- Born: 22 June 1904 Taganrog, Russian Empire
- Died: 27 January 1968 (aged 63) Tashkent, Soviet Union

= Valentin Ovechkin =

Soviet writer (1904–1968)

Valentin Vladimirovich Ovechkin (Валентин Владимирович Овечкин; 22 June 1904 – 27 January 1968) was a Soviet writer, playwright and journalist.

==Early life==
Valentin was born in Taganrog, the son of an office employee. He studied at the Taganrog Technical School from 1913 to 1919. He began writing early, while he was still a member of the Komsomol. His first story Saveliev was published in the newspaper Bednota (The Poor) in 1927. Other early works appeared in provincial papers. He stopped writing for several years and worked as a chairman of an agricultural commune on the Don River, and later in Kuban. In 1934 he became a traveling correspondent for the newspapers Molot (Hammer) and Kolkhoznaya Pravda, both published in Rostov-on-Don, and for newspapers in Armavir and Krasnodar.

==Career==
His first book Kolkhoz Stories was published in Rostov-on-Don in 1935. His second collection was published in Krasnodar in 1938. In 1939 his work began to appear in the Moscow magazine Krasnaya Nov, including the novellas Guests in Stukachi, Praskovia Maximovna, and the sketch Without Kith or Kin. At the outbreak of World War II, he was mobilized and sent to work as a front-line agitator and correspondent on the Crimean and Southern fronts, and later to Stalingrad and Ukraine. In 1945, the May issue of the magazine Oktyabr published his novella Greetings from the Front, which was given a wide response in the press.

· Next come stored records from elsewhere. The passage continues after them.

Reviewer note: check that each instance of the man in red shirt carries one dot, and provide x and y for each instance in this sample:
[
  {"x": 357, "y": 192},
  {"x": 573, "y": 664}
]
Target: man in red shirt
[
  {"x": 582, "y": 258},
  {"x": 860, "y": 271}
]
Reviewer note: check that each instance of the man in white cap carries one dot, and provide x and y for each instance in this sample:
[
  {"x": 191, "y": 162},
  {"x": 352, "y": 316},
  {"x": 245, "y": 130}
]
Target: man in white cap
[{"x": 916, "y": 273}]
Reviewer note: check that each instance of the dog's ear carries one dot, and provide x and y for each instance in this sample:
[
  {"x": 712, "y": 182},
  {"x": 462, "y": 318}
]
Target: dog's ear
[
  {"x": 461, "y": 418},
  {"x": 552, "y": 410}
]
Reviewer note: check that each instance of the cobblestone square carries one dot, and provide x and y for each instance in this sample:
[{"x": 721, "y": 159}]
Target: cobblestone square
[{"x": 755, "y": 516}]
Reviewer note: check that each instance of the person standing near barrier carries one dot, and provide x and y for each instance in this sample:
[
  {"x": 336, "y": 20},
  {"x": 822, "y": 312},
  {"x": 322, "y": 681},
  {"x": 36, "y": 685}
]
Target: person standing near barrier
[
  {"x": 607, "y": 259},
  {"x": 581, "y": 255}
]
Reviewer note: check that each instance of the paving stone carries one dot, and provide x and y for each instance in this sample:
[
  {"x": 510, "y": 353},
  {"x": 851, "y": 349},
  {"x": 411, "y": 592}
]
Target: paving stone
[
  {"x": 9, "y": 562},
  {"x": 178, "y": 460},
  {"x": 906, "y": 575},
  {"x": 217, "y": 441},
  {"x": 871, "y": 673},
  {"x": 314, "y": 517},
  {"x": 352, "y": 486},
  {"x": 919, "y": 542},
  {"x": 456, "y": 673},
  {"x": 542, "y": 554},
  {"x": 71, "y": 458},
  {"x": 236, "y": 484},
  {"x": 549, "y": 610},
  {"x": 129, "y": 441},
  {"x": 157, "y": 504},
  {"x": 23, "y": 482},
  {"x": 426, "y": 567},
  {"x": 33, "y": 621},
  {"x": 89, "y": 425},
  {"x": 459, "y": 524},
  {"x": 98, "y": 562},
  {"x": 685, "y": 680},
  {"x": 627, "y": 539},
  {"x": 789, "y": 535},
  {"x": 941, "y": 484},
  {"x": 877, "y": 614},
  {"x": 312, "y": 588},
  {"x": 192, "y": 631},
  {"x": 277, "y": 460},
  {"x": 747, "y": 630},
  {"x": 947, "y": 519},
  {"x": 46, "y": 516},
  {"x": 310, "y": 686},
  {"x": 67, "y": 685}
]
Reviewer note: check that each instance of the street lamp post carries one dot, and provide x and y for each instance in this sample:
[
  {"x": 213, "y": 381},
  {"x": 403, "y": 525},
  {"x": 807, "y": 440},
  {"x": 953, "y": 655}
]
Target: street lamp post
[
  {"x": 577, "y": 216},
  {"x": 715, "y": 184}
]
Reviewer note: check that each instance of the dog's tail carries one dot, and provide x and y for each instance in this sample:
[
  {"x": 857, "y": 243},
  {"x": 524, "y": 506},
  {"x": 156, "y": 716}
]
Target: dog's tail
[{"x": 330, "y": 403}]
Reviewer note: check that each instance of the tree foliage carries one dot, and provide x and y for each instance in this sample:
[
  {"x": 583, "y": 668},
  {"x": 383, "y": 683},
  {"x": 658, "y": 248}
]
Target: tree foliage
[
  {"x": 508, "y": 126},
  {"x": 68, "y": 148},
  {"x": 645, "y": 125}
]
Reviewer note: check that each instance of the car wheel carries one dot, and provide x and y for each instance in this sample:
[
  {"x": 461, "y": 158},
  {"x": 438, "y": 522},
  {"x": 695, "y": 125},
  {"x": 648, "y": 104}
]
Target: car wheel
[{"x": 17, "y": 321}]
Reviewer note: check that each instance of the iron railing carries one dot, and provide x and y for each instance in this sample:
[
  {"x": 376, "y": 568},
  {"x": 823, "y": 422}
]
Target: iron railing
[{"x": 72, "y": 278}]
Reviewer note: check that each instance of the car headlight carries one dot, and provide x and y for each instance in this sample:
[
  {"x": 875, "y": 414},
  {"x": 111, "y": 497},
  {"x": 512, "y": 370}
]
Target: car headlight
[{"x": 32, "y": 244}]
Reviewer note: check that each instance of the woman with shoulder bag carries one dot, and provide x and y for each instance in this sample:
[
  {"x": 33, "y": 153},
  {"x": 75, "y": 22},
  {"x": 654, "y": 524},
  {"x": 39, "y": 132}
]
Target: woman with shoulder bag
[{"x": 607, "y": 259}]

Valentin was connected with the Village Prose movement, and the majority of his works deal with life on rural collective farms, though his most popular work, the novella Greetings from the Front focused on the war. The writer Sergey Zalygin gave the following assessment of Ovechkin in the January 1956 issue of Novy Mir: "Valentin Ovechkin has a number of followers. I think that among the very active and quite numerous group of writers, predominantly young, who write about the village, there are many whom Ovechkin has helped to find the way. I myself owe him a great deal. I think that much of my work would not have been written were it not for his stories."

His sketches and stories of collective farm life gathered in the collection District Routine (1952–56), while loyal to the official party line, often expose managerial inefficiency, the self-interest of party functionaries, and other shortcomings in the rural Soviet Union.

He gave a speech at the 1954 All-Union Writers Congress, criticizing the main address by Alexey Surkov, who spoke on "the conditions and tasks of Soviet literature". Ovechkin commented on the mediocrity of much of Soviet literature, and on the "system of awarding Stalin Prizes", which was done hastily and without regard for the opinions of the reading public. His speech produced a strong effect on the delegates, and found further support in the speech by Mikhail Sholokhov that followed. Ovechkin gave another critical speech at the 1955 Congress. His well-meant criticism went unheeded, shrugged off by reviewers as relating to the past only, and his deep disappointment led to a nervous breakdown and suicide attempt. In October 1955, Liu Binyan, a Chinese author, acted as the interpreter for him when he visited China. Ovechkin later tried to help Liu Binyan, who emulated Ovechkin's works and was prosecuted by Chinese Communist Party by writing a letter to Zhou Enlai.

Ovechkin is also the author of the plays Nastia Kolosova (1949), To Meet the Wind (1958), Summer Showers (1959), and A Time to Reap (1960), as well as numerous sketches and essays. From 1963 he lived in Tashkent, where he worked on the autobiographical cycle Uninvented Sketches (published 1972), which he never finished.

== Awards and honors ==

- Two Orders of the Red Banner of Labour (1954, 1964)

==English translations==
- Greetings From The Front, Foreign Languages Publishing House, 1947.
- Collective Farm Sidelights: Short Stories, Foreign Languages Publishing House, 1954.